Parent Informational Meeting
- Scheduled at multiple times throughout the year, after the Mass where dismissals normally take place. Ideal time is Easter season, late summer (when parents are beginning to think of enrolling their child in religious education)
- Provide an overview of the RCIA process (I compare the RCIA process to getting married, and compare Inquiry to dating someone and the Catechumenate to engagement).
- Materials given for review: Handout: The Period of Inquiry
- Parent is asked to schedule time for child’s initial interview.

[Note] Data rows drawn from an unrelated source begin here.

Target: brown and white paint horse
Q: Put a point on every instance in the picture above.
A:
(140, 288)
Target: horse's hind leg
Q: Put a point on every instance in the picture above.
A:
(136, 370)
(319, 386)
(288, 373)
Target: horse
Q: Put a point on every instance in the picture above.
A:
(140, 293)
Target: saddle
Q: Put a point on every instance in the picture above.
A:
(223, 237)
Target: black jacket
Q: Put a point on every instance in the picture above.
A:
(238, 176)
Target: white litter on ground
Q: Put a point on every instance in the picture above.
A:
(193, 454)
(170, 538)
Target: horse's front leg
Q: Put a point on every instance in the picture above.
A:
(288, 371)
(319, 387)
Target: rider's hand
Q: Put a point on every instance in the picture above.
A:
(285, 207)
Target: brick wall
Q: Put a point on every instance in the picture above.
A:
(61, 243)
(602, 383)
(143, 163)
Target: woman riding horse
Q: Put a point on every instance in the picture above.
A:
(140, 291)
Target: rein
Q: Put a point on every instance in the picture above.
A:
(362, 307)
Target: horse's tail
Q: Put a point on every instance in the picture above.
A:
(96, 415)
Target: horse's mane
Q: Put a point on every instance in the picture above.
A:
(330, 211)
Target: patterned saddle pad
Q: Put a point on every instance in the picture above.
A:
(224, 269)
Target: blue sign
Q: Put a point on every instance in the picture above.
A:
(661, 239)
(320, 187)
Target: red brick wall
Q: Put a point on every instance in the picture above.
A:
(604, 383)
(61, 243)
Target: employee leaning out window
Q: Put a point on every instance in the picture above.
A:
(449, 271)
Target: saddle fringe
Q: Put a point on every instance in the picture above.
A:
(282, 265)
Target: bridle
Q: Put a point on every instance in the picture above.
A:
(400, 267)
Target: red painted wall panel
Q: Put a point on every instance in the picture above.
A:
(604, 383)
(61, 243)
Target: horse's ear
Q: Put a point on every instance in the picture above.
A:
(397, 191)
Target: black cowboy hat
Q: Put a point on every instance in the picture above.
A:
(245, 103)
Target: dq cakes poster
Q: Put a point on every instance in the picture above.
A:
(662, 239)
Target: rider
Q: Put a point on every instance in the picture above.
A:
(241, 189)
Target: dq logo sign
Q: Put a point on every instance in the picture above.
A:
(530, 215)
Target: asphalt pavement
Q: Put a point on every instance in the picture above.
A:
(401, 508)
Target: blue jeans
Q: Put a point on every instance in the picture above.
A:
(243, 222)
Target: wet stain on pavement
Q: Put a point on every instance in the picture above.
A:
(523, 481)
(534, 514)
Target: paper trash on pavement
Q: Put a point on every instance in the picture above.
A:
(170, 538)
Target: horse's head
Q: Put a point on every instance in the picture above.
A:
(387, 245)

Initial Interview with Pastoral Staff Member
- Assessment of child’s status. Maybe this could be deferred to another time with a staff member who is assigned to the child.
For DRE/RCIA Team
- A Child’s Journey: The Christian Initiation of Children by Rita Burns Senseman (1998) – I used the Interview Form at the back of this book for the initial interview.
- http://teamrcia.com/rcia-with-children/ Team RCIA has a wealth of information on RCIA as a whole. Highly recommend!
- Year-Round Catechumenate – Mary Birmingham
- Children and Christian Initiation by Kathy Coffey: Parent/Sponsor Book (2002)
- When Your Child Becomes Catholic: What Parents and Sponsors Need to Know by Rita Burns Senseman (2000) – I’m sure there’s a more updated version of this out, but this is what we gave to parents and sponsors. There was a list of bible stories in this book that I would refer to during interviews as well, as a gauge of how much parents talked about their faith in the home.